Уэйн Хайкавей еще раз посмотрел на пассажира, потом вновь перевел взгляд на мокрый асфальт шоссе. Теперь он держал руль обеими руками, стискивая его с такой силой, что у него побелели костяшки пальцев.
Дорман сидел молча, навалившись на твердую неудобную дверцу. Вокруг него на сиденье начали собираться маленькие лужицы слизи.
Он понимал, что в любое мгновение может потерять власть над собственным телом. С каждым часом Джереми становилось все труднее удерживать его в узде…
Универмаг и художественная галерея «Макси»
Кольвен, штат Орегон
Пятница, 12:01
Устав от долгого сидения за рулем, Скалли с удовольствием выбралась из машины, чтобы порасспросить местных жителей и узнать, не встречались ли им Патриция и Джоди Кеннесси.
Малдер развалился в пассажирском кресле и жевал сырные шарики, посыпая крошками куртку. Он развернул дорожную карту Орегона и впился в нее глазами.
— Что-то я не вижу этот город на карте, — сказал Малдер. — Кольвен… штат Орегон…
Скалли остановила машину напротив старого причудливого дома с нарисованной от руки вывеской, болтавшейся на цепи. Надпись гласила: «Макси. Универмаг и художественная галерея».

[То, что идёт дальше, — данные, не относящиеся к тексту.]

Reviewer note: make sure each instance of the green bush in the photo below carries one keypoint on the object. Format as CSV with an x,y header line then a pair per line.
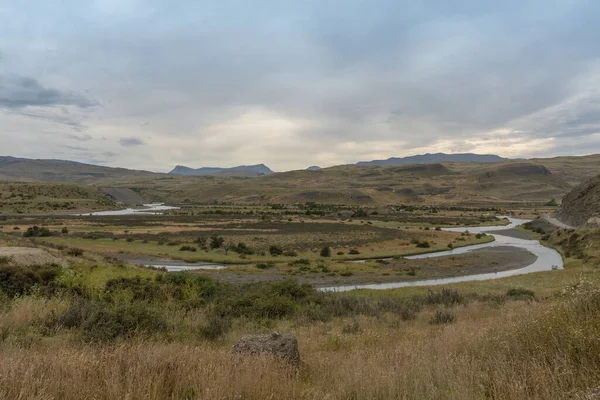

— Малдер, мы уже приехали в этот город. Не надо его искать.
Массивная деревянная дверь универмага была украшена рекламой сигарет «Морли»; Малдер и Скалли ступили на скрипучий паркетный пол магазина, при этом на двери звякнул колокольчик.
— Еще бы, конечно же, у них колокольчик, — проворчал Малдер, посмотрев вверх.
В старых холодильниках и морозилках, отделанных по моде пятидесятых годов белой эмалью и хромированными украшениями, стояли бутылки с напитками, лежало мороженое мясо и охлажденные завтраки. Вокруг кассового аппарата располагались ящики с изображениями Слим-Джима [11] , набитые вяленым мясом всевозможных сортов.
На полках стояли безделушки из пахучего кедра, украшенные шутливыми народными присказками на тему дождливой погоды в Орегоне. Рядом на плечиках висели футболки. Ассортимент дополняли солнцезащитные очки, игральные карты и брелки для ключей.
Скалли заметила несколько простеньких акварельных пейзажей, висевших на дальней стене над холодильником с пивными банками; на позолоченных рамках были приклеены ценники.
— Такое впечатление, будто в Орегоне есть закон, предписывающий каждому городу иметь такое-то количество картинных галерей, — заметила она.